Monitoring Linux Performance – 12 Essential Commands for Sysadmins

As a Linux sysadmin, keeping track of system performance is critical. A sluggish or overloaded server can lead to unhappy users, lost revenue, and even system crashes.

Having the right tools and know-how to monitor, analyze and troubleshoot performance issues can help identify problems early and prevent impact to users.

In this comprehensive guide, we will explore 12 powerful command line tools in Linux to inspect different aspects of system performance.

Why Monitoring Performance Matters

While Linux is capable of running smoothly for months without issues, servers under load can develop problems over time that degrade responsiveness. Issues like:

  • High CPU or RAM utilization
  • Slow disk I/O
  • Network bottlenecks
  • Running out of free memory
  • Failures of components

Performance problems manifest in different ways – websites loading slowly, applications hanging or timing out, users unable to login, and so on.

Without monitoring, these issues may be found out only after users start complaining about disruption. This leads to extended downtimes and loss of business.

However with active monitoring, abnormalities can be detected early and preemptive action taken before major impact.
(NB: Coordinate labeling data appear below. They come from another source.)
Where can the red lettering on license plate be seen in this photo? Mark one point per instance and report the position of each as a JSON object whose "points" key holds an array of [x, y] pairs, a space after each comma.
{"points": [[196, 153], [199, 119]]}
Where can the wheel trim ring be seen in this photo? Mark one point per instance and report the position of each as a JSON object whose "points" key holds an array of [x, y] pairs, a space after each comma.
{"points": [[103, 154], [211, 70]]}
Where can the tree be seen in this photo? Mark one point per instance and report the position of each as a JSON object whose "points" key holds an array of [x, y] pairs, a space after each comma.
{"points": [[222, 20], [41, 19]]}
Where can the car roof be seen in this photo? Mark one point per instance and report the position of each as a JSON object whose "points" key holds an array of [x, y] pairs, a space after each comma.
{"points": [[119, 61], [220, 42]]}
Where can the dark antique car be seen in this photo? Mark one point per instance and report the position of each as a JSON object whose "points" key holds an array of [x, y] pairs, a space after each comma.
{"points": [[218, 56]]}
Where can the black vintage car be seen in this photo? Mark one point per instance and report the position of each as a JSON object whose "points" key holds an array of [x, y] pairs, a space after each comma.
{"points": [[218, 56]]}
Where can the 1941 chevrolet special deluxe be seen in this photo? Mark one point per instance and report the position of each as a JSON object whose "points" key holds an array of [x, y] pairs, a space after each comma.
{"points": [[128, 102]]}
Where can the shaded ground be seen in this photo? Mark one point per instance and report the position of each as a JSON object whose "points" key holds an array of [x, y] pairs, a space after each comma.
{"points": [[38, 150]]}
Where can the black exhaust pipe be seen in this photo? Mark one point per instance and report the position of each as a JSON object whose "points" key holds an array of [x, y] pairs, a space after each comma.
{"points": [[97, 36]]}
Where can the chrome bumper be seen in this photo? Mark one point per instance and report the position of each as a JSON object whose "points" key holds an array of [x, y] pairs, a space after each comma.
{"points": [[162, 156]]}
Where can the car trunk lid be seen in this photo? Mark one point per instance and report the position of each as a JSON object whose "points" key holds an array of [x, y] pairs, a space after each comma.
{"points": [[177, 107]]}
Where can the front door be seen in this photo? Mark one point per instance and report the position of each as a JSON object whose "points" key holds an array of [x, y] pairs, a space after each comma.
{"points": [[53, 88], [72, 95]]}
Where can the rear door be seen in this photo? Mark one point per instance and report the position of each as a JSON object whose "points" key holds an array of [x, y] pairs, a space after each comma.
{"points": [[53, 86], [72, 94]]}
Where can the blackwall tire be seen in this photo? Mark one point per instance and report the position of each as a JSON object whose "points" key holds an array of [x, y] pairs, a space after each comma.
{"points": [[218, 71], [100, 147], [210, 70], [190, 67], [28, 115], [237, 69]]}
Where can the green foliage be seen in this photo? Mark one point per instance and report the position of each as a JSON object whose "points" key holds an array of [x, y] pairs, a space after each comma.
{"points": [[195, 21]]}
Proactive monitoring therefore minimizes problems faced by users.

Now let‘s get into the commands…

Monitoring CPU/Process Activity

1. top

The top command provides a dynamic real-time view of the running system. It can display a sorted list of processes ranked by CPU, memory, and other metrics.

Here is an example output:

top command output

Key fields include:

  • %CPU – CPU utilization percentage
  • %MEM – Memory utilization percentage
  • TIME+ – Total CPU time used
  • PID – Process ID

Monitoring top helps identify processes hogging CPU cycles or memory. Spikes may indicate a process is stuck in a loop or leaking memory.

top also shows total CPU utilization at the top, so if this value is consistently high (over 80%), it likely indicates insufficient processing power.

Limitation is that top only gives a snapshot of current process activity. For longer term data, tools like sar would be better.

2. ps

The ps command gives a static one time view of running processes. The most common flags:

ps aux - Snapshot of all running processes including their owners
ps ef - Full list without any truncation  

Example showing a truncated list:

ps output

Filtering ps output for a specific process helps determine if it is running or not.

3. pidstat

The pidstat tool monitors and reports statistics for Linux tasks/processes. It can measure CPU, memory, I/O usage per process and system wide.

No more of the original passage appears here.